What Big Data is Really About
Ignore the hype surrounding big data. What's really important is to learn about the new models for data processing that big data is bringing so you can plan rather than react.
- By Mark Madsen
- January 22, 2013
[Editor's note: Mark Madsen is leading several sessions at the TDWI World Conference in Las Vegas February 17-22, 2013. ]
Big data isn't hype, but it is being hyped. There is substance to the technology shift happening in the broader data management market of which both business intelligence and big data are a part. The real question to ask is "what's different?"
The constant drone of the "three Vs of big data" we keep hearing in the media doesn't explain much. This focuses on a literal interpretation of big data, explaining it in terms of bigness (except when the data isn't big), variety (except when there isn't any variety in the data), and velocity (except when the data is processed in batch). So you can have big data without any of the three Vs, making this an empty definition.
Big data implies big, but is it? Many people are using the technologies to process moderate volumes of data, perhaps in the same way we use ETL. Big isn't necessarily a euphemism for unstructured data, either. Much of that data is structured. It might be log files, but those logs are events, generally easy to map to a relational table. It may be text, variably structured data, or the simple rows and columns we're used to.

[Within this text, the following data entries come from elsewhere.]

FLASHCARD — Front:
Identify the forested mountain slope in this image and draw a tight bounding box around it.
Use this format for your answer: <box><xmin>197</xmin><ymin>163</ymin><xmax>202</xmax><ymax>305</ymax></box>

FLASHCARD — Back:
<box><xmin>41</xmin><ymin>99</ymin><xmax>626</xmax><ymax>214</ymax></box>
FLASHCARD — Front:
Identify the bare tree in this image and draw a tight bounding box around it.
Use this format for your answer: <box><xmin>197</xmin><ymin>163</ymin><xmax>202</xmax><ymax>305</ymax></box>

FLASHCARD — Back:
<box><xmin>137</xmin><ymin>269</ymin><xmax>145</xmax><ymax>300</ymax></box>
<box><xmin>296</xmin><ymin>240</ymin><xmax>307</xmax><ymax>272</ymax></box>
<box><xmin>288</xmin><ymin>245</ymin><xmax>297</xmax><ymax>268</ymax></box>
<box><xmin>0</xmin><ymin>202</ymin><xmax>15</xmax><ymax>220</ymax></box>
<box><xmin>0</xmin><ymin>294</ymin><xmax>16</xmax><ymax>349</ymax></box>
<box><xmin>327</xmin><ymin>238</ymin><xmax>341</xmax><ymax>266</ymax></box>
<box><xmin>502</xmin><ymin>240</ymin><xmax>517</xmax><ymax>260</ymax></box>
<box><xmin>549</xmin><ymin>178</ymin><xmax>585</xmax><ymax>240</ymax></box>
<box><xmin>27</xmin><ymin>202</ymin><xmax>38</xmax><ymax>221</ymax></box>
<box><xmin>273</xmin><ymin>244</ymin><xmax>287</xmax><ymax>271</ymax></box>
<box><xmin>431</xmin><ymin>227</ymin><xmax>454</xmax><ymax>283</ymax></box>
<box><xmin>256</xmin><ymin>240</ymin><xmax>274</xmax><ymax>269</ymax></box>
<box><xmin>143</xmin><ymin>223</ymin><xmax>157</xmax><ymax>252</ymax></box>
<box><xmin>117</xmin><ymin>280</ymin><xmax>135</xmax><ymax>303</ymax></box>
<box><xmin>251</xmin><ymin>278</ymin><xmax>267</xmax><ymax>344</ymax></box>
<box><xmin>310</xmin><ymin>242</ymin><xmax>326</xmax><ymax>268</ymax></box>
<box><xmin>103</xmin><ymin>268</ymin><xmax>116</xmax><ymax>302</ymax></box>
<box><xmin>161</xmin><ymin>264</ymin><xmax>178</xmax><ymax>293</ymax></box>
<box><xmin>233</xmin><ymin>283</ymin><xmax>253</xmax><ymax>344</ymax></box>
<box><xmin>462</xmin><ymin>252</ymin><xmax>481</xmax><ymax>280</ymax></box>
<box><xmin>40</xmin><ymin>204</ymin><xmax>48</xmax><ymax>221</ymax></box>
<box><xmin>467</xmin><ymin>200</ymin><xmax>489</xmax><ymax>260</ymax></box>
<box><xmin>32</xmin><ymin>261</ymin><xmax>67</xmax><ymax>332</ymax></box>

The term implies that the shift is about data, but it's equally about technology. One assumption is that big data technology equals Hadoop. It's more than Hadoop. There are real-time data stores, processing and analytics engines, and streaming technologies for monitoring and processing data as it flows. Some are built on top of Hadoop or HDFS while others exist independently. What they usually share is an ability to be deployed in dynamically scalable configurations.
The reality is that big data is about new models for data processing. It's isn't some specific type of data, or huge volume of data, or specific technology. It's about applying new technologies to meet unfulfilled needs that (usually) can't be met by the traditional data warehouse architecture.
The areas where a data warehouse has difficulty are analytic processing, some types of data processing and transformation, and timeliness of development.
Some analytic processing is possible in SQL. Because of this, many database and analytic tool vendors say there's no need to change, or the answer is to use a more scalable database. Depending on the scale, the types of data, the user concurrency, and the algorithm, this may be true. It's equally possible that one of these elements limits the use of a database, which pushes the data warehouse to the side, as the source of the data that has to be moved, transformed, and processed elsewhere.
There are areas of basic data processing that the data warehouse technology stack has trouble with. This is less a failure of the database than of the data integration tools and the architecture. At large scale, processing becomes slow or expensive (or both). If the data is text or has a complex data structure, the DI tools may be poorly suited to the work. We end up in a situation where both the processing and the storage can be a mismatch to the tools we have available.
A constraint on the data warehouse today is the lack of agility: the response to changes or the need for rapidly cycling models and uses, as with much exploratory or experimental analytics. "Experimental" isn't restricted to scientific processing. A/B or multivariate testing of landing pages on a Web site is a form of experimentation. So are test marketing campaigns and staged product launches. It's a style of using information that means the data, models, and integrations need to be changed and updated rapidly -- something the data warehouse was not designed for. It was designed for predictable, or at least bounded, uses that didn't change significantly.
This is a constraint that is baked into the architecture. Models are static in the database, and both data integration and BI tools maintain mappings to the static database model. Each layer in the architecture managed independently, usually by different people. The capabilities in one layer are generally not available to tools in the other layers. Any change requires coordination from top to bottom. All this, and the need to model in advance, constrain the speed with which a data warehouse can react to change.
A data warehouse is good for storing the important data, and for delivery of information when the usage model is interactive query, as with BI tools and dashboards. It's less well suited to the read-write activities of exploratory analysis, the data-intensive processing of analytic models, and high-volume, low-latency, real-time workloads.
These are the usage models that various big data technologies were designed to address. They are designed more for these unmet needs than they are for the conventional workloads of BI. Because of this, they lack key features such as robust query support and good data management, to the point of sometimes lacking concepts such as metadata and schemas that are taken for granted in the data warehouse world. The features are missing because they aren't as important for non-BI uses.
Big data is about data processing and new usage models. As an architect or designer, it's helpful to look at what's different about the technologies available, the data being processed, and the uses. Big data isn't a replacement for data warehousing, nor is it an island to be maintained separately. It's part of the new IT environment in the same way data warehouses and BI were a new addition to the IT environment when there was only OLTP and batch reporting. We're still in the early stages of the market, making today the time to learn about the changes that are coming. Otherwise, you'll be reacting to changes instead of planning for them.